September 2007

Book review: Generating [hip] Parsers with JavaCC

Before the age of Disco, I once found myself in need of obtaining specific data elements from a series of log files generated by a large order processing system. Essentially, a chain of copasetic state machines would log their status while they processed various aspects of an order– line items, billing, notification, etc. It turned out that the log format was uniform– it followed a format that enabled one to understand who was writing, when it was written, and why. As you can probably imagine, the folks in operations would monitor these logs and when problems arose, they’d ping development.

Invariably, a hip developer would ssh onto a production box and literally tail -f said log file and watch things progress (in real time). Some developers were more savvy and would pipe the contents into a grep command looking for error messages, but ultimately, it varied from person to person how they’d actually assess the situation.

I, indubitably being of the lazy disco type, wanted to press a button (or run a simple command) and receive a report when I found myself in the hot seat. Of course, this problem has been solved the world over and I had to do it my way because I’m a developer so I started investigating parsing libraries and ran across, what was at the time, some WebGain documentation on JavaCC. Unfortunately for me, I didn’t have the attention span to figure things out and eventually went the regex route via Jakarta’s ORO library.

Tom Copeland’s “Generating Parsers with JavaCC” has, without a doubt, shown me the error of my ways all those years ago. His masterpiece on JavaCC serves as the reference for this handy library– indeed, a major portion of this book documents every detail of generating parsers by clearly unveiling the particulars of tokenizing, parsing, error handling, and even testing JavaCC parsers, just to name a few. I particularly enjoyed the chapter on JavaCC’s JJTree preprocessor as it tied in a lot of the details, for me personally, of writing custom PMD rules.

Indeed, now that DSLs are all the rage these days (I’d go so far as to label them hip, baby), “Generating Parsers with JavaCC” can easily enable adventurous types to assemble mini-languages (and obviously parse and handle them via JavaCC). Because it’s his bag, Tom does a great job in chapter 11 of enumerating a few examples of doing so, in fact. What’s particularly amusing for me is that he shows an example of parsing Apache’s web logs.

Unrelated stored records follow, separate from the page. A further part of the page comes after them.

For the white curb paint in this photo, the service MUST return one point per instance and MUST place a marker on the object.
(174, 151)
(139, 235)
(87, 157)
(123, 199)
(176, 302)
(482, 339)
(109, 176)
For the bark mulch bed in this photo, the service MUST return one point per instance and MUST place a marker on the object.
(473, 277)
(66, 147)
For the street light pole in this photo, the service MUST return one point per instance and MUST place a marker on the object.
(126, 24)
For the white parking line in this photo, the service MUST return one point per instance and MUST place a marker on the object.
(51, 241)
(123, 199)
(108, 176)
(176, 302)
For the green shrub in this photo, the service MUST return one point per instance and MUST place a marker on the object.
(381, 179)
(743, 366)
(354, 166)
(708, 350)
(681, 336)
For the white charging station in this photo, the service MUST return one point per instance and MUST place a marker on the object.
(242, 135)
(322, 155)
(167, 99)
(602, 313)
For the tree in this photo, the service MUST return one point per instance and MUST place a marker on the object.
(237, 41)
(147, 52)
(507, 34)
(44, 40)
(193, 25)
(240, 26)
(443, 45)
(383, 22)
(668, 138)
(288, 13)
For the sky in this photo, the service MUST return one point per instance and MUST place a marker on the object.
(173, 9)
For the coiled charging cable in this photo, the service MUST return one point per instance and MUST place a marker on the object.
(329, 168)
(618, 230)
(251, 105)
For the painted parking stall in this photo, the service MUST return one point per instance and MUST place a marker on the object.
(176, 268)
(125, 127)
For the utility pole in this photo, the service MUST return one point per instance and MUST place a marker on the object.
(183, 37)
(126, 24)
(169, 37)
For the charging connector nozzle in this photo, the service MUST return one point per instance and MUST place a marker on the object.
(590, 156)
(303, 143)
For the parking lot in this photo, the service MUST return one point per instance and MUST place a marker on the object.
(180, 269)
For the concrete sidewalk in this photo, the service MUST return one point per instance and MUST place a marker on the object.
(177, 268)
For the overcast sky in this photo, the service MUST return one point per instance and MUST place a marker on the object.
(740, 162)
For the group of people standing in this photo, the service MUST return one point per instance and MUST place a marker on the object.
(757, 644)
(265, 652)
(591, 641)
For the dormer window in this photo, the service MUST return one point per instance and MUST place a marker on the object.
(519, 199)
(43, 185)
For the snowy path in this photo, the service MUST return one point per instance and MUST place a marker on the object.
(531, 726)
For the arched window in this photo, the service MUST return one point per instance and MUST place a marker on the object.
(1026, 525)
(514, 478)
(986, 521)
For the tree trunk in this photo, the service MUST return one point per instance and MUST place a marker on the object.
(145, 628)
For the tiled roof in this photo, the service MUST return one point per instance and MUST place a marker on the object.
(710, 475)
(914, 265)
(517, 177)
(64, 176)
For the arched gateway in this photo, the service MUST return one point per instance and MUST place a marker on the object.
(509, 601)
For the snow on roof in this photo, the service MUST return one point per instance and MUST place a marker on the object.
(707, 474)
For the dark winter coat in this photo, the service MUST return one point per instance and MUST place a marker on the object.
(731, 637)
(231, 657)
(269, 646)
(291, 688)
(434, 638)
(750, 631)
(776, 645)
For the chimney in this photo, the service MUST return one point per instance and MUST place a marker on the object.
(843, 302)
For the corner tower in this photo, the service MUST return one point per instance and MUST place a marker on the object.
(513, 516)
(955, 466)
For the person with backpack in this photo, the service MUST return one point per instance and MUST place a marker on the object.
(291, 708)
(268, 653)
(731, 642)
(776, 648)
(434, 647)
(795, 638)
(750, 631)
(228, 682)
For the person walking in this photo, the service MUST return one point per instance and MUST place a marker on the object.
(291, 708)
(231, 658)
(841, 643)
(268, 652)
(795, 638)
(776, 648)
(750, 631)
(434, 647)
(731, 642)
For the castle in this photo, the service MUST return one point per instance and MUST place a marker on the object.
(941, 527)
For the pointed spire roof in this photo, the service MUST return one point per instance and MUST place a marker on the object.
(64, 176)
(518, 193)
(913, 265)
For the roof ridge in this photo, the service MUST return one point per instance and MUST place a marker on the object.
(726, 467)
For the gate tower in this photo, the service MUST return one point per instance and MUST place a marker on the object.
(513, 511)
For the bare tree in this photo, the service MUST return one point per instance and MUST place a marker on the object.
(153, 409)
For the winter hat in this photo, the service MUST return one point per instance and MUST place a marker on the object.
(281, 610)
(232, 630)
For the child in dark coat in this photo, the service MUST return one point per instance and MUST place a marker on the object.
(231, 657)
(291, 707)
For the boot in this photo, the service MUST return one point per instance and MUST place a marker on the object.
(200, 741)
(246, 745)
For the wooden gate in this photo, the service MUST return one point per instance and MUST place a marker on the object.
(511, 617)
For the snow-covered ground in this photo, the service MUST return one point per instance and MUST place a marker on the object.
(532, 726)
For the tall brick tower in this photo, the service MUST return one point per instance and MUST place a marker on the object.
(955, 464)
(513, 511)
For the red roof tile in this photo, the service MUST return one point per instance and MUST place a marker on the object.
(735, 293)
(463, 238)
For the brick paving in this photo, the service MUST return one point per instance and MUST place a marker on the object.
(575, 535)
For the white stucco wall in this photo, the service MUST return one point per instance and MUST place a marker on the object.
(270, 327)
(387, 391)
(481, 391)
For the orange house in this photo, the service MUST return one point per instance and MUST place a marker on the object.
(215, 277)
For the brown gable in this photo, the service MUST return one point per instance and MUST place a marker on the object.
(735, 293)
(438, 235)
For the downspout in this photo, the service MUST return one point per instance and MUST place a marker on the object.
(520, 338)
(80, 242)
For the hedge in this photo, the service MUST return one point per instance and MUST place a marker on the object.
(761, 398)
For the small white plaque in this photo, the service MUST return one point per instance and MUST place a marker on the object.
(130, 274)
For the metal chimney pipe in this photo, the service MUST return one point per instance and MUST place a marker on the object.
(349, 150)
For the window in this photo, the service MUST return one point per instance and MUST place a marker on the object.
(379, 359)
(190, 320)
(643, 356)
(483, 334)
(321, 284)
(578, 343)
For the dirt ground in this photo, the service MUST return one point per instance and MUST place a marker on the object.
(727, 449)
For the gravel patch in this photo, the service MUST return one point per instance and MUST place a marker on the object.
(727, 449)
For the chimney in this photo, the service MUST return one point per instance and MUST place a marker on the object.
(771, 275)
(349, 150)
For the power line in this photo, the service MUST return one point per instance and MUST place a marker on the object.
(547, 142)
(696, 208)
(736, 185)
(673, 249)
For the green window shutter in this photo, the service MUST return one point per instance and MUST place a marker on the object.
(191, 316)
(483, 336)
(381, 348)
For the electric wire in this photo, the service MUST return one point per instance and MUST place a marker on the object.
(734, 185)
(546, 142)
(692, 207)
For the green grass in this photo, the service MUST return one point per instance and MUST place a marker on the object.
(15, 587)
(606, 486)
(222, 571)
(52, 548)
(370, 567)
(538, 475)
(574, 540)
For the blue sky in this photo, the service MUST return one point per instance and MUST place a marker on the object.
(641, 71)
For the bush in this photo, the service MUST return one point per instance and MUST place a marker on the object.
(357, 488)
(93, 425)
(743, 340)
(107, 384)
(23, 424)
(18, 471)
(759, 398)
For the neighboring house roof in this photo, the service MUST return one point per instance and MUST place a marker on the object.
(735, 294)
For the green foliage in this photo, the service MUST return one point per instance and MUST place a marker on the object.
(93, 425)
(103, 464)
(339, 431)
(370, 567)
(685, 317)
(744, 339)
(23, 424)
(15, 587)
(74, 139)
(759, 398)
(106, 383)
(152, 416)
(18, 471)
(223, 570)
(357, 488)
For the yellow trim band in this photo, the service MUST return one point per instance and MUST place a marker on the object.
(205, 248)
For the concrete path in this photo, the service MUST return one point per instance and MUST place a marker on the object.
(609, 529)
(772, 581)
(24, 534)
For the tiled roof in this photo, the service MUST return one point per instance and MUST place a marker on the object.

I was eventually able to keep on truckin’ by running a single command to receive a detailed report of various goings on in the order processing application I mentioned earlier– my trippin’ little utility made heavy use of regular expressions and served its purpose well enough. But, after reading “Generating Parsers with JavaCC” I realize that my job could have been a bit easier had I just relied on JavaCC to do the heavy lifting of parsing the application’s log files. You can bet that if I find myself in a similar situation in the future, you’ll find me coding away with a well marked up, heavily worn copy of “Generating Parsers with JavaCC” by my side. Give this groovy book a read– you’ll find yourself smarter for it.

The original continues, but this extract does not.